Underneath a posting by the States Times Review, a third party publishing company, the social media giant added a written disclaimer. “(Facebook) is legally required to tell you that the Singapore government says this post has false information,” it said.
The States Times is a frequent critic of the Singapore government, and the article made claims about election rigging and the alleged arrest of a whistleblower. It was also ordered to make corrections, but its editor Alex Tan claims to be an Australian citizen and said that he had no intention of complying with a foreign government. Facebook’s addendum is only visible to Facebook users within Singapore.
Singapore’s Protection From Online Falsehoods and Manipulation Act (POFMA) allows government ministers to counter what they determine as fake news by ordering websites to publish disclaimers. The websites can appeal the decisions to a court but must comply immediately and before the case is heard. The law also permits actions against bots and spammers.
Failure to comply with a POFMA order can result in a fine of S$1 million (US$731,000), with an additional penalty of S$100,000 for each day of non-compliance thereafter.
The fake news act has divided opinion. The Singapore government argued that it was necessary because its mixed race, and massively online population is sensitive to troublemaking. Critics say that it is yet another example of the ruling PAP-led government stifling criticism. Although the city-state is the Asian regional HQ for several international media companies, Singapore ranks a lowly 151 in the press freedom index compiled by Reporters Without Borders.
One supporter of the government order against the States Times and Facebook wrote: “This is perhaps the most elegant approach to combating fake news. No takedowns, no censorship. Just a right of reply. And the reader can judge for him/herself.”
Facebook appeared to comply begrudgingly.
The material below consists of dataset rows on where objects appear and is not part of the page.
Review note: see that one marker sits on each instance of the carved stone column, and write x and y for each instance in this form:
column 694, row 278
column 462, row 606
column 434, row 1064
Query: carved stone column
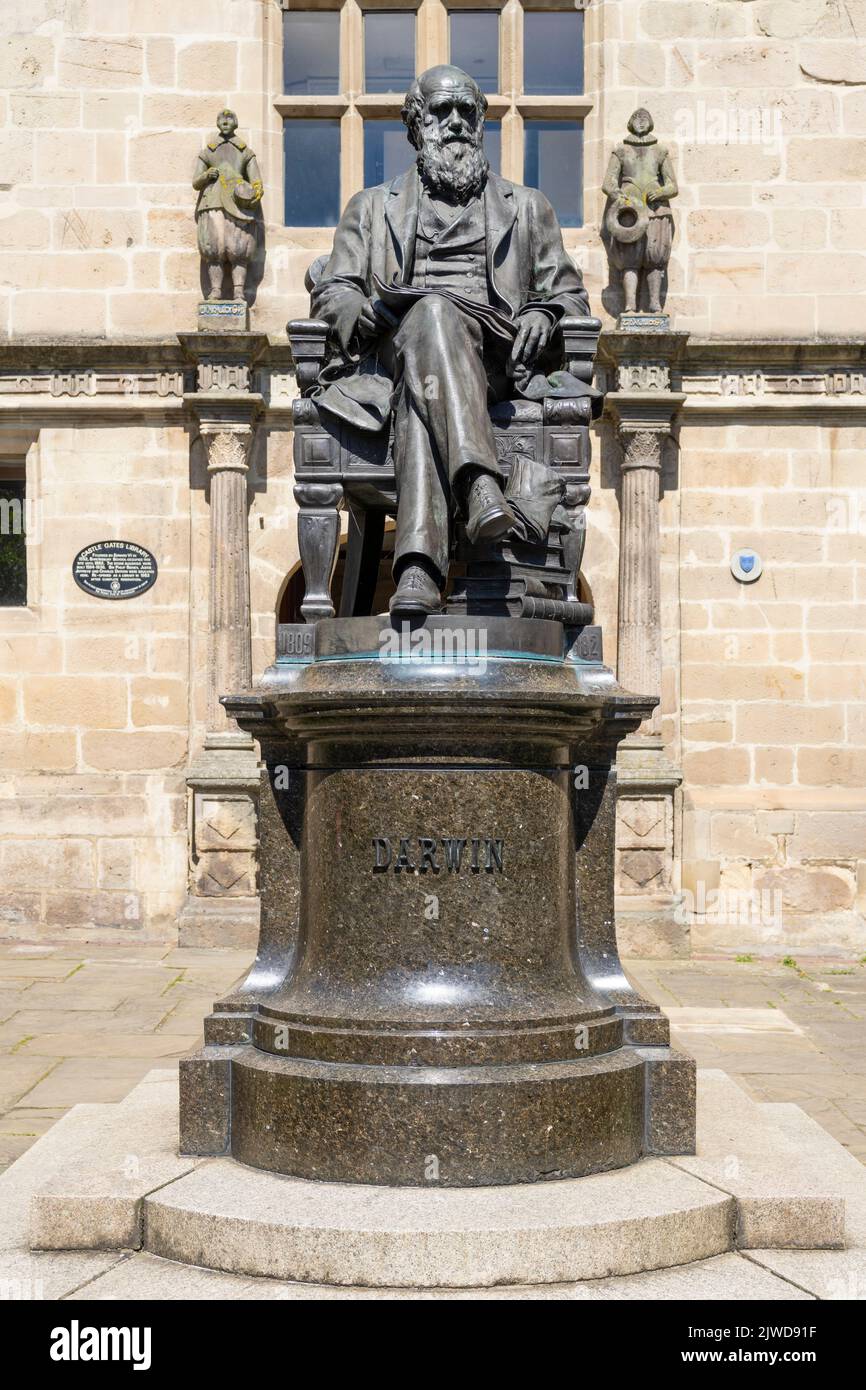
column 644, row 410
column 638, row 626
column 223, row 906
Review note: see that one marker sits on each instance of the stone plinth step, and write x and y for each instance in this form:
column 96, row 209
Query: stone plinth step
column 752, row 1183
column 250, row 1222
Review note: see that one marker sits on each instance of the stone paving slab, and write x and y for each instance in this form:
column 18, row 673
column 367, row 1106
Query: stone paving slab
column 752, row 1183
column 96, row 1203
column 784, row 1197
column 824, row 998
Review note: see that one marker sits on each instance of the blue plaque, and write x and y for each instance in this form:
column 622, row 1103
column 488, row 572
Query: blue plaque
column 114, row 570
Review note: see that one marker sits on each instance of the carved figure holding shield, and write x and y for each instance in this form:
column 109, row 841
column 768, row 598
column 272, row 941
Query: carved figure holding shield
column 638, row 221
column 228, row 210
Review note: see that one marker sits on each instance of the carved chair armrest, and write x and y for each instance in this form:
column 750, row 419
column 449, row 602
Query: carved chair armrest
column 309, row 341
column 580, row 344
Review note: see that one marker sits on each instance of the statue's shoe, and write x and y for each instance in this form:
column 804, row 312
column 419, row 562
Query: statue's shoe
column 488, row 514
column 416, row 592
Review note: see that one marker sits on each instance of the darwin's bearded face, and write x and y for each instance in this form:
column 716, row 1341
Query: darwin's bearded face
column 448, row 132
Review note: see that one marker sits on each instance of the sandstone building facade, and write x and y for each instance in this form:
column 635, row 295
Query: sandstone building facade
column 127, row 805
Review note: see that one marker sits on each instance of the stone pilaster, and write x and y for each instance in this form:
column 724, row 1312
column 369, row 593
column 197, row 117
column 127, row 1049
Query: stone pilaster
column 644, row 410
column 223, row 906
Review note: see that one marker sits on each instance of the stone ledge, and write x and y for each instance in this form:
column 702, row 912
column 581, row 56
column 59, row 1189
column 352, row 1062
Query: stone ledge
column 652, row 1216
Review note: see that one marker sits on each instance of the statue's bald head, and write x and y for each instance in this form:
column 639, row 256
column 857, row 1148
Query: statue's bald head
column 445, row 88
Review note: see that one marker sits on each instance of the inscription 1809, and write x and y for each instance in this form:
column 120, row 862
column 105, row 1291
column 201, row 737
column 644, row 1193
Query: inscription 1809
column 426, row 854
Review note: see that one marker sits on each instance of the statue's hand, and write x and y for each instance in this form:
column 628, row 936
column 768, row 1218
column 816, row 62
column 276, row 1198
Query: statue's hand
column 374, row 319
column 533, row 337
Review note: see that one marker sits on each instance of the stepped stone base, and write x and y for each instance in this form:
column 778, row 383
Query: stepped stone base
column 762, row 1211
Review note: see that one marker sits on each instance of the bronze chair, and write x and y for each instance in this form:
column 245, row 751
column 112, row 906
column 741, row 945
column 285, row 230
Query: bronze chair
column 337, row 464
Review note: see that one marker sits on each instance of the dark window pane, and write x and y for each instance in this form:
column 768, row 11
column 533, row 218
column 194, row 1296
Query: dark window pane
column 387, row 152
column 389, row 52
column 13, row 544
column 552, row 52
column 553, row 161
column 474, row 45
column 492, row 145
column 310, row 52
column 312, row 173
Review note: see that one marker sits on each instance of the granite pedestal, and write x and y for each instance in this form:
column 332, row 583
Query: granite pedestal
column 438, row 1000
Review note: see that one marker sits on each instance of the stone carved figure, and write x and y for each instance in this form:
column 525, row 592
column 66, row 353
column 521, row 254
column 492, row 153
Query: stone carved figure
column 228, row 213
column 441, row 295
column 638, row 221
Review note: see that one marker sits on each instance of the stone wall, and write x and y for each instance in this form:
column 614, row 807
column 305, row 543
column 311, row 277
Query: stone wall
column 766, row 104
column 103, row 706
column 106, row 103
column 95, row 695
column 773, row 694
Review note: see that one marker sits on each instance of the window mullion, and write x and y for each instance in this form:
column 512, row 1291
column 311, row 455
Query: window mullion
column 431, row 35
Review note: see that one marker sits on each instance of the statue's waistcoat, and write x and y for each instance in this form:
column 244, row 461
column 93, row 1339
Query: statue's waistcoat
column 452, row 255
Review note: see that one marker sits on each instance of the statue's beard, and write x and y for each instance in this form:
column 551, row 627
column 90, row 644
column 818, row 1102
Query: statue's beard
column 455, row 168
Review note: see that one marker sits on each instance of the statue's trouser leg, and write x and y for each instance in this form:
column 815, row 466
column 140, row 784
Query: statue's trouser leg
column 654, row 285
column 630, row 285
column 659, row 239
column 441, row 423
column 239, row 246
column 211, row 246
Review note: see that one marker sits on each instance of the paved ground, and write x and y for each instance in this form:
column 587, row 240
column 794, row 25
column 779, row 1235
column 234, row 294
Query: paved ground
column 86, row 1022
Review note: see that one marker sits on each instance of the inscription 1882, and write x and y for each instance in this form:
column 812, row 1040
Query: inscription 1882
column 426, row 854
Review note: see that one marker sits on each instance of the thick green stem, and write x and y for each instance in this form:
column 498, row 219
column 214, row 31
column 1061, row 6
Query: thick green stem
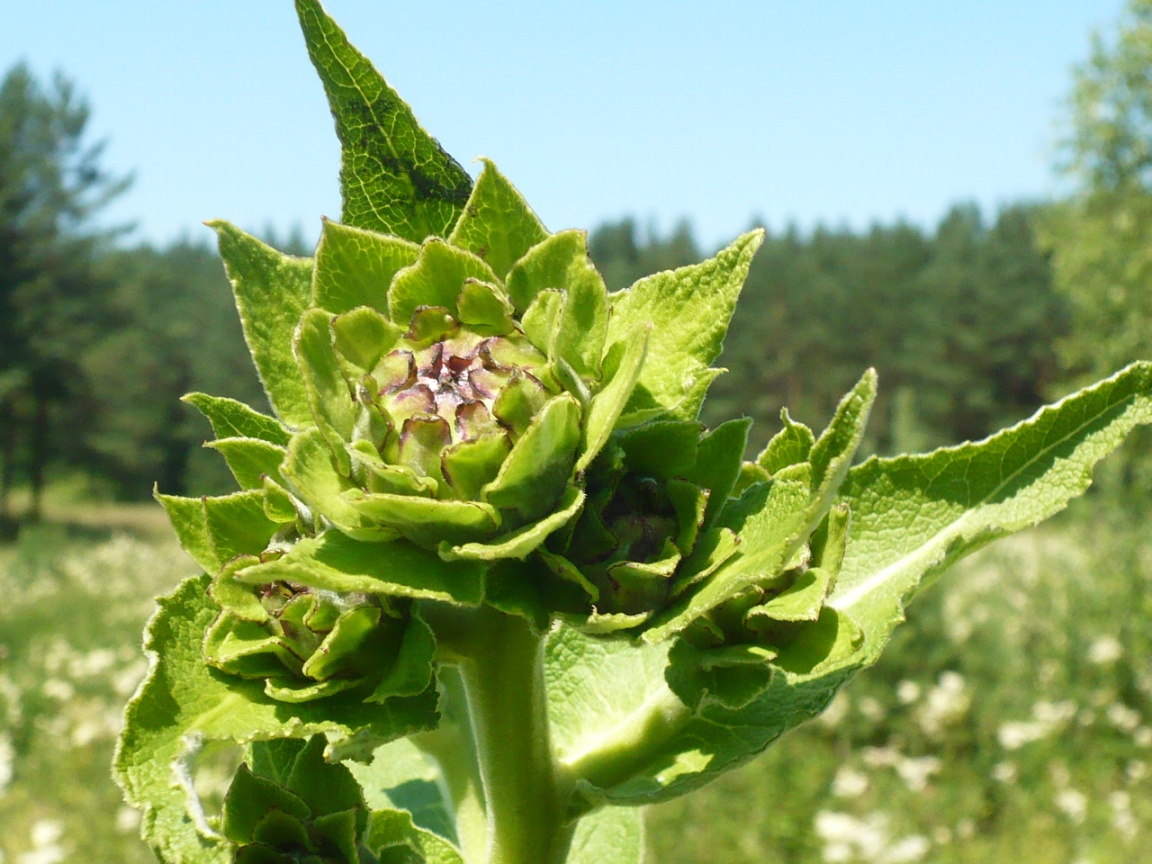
column 501, row 664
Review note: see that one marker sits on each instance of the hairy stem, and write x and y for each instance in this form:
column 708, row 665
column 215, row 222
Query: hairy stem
column 501, row 666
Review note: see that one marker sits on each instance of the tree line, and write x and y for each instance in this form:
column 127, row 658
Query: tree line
column 971, row 324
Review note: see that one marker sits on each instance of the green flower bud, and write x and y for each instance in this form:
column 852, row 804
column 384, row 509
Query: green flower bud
column 316, row 816
column 646, row 513
column 307, row 643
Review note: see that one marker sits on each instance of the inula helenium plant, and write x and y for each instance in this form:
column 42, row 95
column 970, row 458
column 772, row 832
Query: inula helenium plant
column 489, row 585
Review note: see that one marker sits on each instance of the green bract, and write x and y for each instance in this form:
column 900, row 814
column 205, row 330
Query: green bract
column 486, row 516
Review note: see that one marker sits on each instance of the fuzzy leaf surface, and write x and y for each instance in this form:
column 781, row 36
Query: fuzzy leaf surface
column 689, row 309
column 497, row 225
column 394, row 176
column 914, row 516
column 354, row 267
column 911, row 517
column 272, row 292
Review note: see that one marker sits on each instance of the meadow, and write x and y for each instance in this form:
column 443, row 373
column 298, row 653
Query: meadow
column 1010, row 719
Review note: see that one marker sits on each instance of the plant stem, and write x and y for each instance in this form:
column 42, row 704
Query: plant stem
column 501, row 665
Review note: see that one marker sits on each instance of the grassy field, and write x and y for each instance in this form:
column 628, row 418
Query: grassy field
column 1009, row 720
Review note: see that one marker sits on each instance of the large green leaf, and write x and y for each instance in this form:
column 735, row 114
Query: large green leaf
column 497, row 224
column 912, row 516
column 272, row 293
column 354, row 267
column 612, row 835
column 183, row 704
column 774, row 520
column 394, row 177
column 689, row 310
column 336, row 562
column 230, row 418
column 434, row 280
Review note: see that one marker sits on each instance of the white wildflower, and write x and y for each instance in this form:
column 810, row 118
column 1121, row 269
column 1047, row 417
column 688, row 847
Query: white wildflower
column 1014, row 734
column 907, row 850
column 871, row 709
column 835, row 711
column 849, row 783
column 908, row 691
column 1073, row 803
column 1047, row 717
column 1136, row 771
column 1105, row 650
column 846, row 836
column 1123, row 819
column 916, row 772
column 880, row 757
column 46, row 849
column 91, row 664
column 128, row 819
column 1123, row 718
column 1005, row 772
column 58, row 689
column 945, row 704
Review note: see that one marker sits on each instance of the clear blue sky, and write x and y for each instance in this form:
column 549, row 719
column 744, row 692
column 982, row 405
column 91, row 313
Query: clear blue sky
column 839, row 112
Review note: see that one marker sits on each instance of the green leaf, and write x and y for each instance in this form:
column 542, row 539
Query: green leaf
column 426, row 521
column 521, row 542
column 336, row 562
column 770, row 521
column 533, row 475
column 912, row 516
column 354, row 267
column 434, row 280
column 272, row 292
column 689, row 310
column 800, row 601
column 622, row 369
column 249, row 800
column 394, row 177
column 362, row 336
column 184, row 704
column 230, row 418
column 394, row 838
column 630, row 740
column 609, row 834
column 250, row 460
column 497, row 224
column 542, row 319
column 718, row 465
column 561, row 263
column 774, row 520
column 214, row 530
column 789, row 446
column 312, row 472
column 327, row 391
column 661, row 448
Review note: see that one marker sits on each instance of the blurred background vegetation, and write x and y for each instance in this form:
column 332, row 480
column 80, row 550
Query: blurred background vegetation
column 1012, row 719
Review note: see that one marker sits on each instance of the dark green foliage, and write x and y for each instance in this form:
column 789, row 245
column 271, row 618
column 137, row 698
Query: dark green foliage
column 961, row 324
column 51, row 183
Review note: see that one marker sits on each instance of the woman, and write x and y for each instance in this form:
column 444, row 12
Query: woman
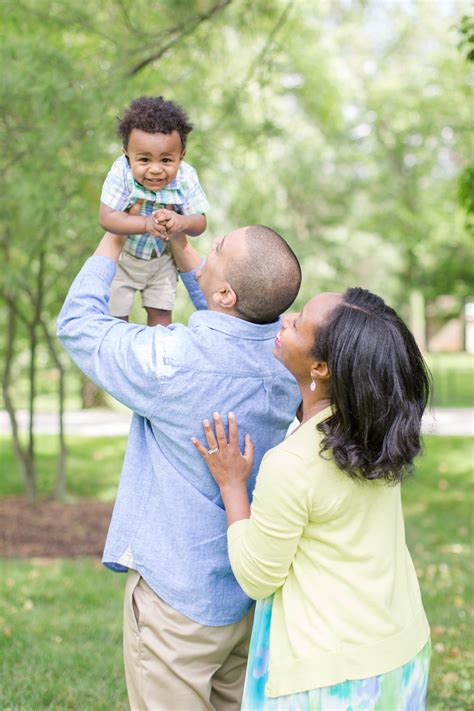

In a statement Facebook said that it hoped that “the Singapore government’s assurances that it will not impact free expression will lead to a measured and transparent approach to implementation.”
The States Times incident is the second time in a week that the government has issued a so-called “correction notice.” On Monday, the government ordered opposition member of parliament Brad Bowyer to correct a Facebook post questioning the independence of state investment funds. He complied with the notice, but on Thursday added a statement suggesting that he too does not feel the law to be fair.
“Although I have no problems in following the law…that does not mean that I agree with the position (the government is) taking or admit to any false statements on my part,Bowyer said. He explained that he must comply “regardless of whether I make an appeal.”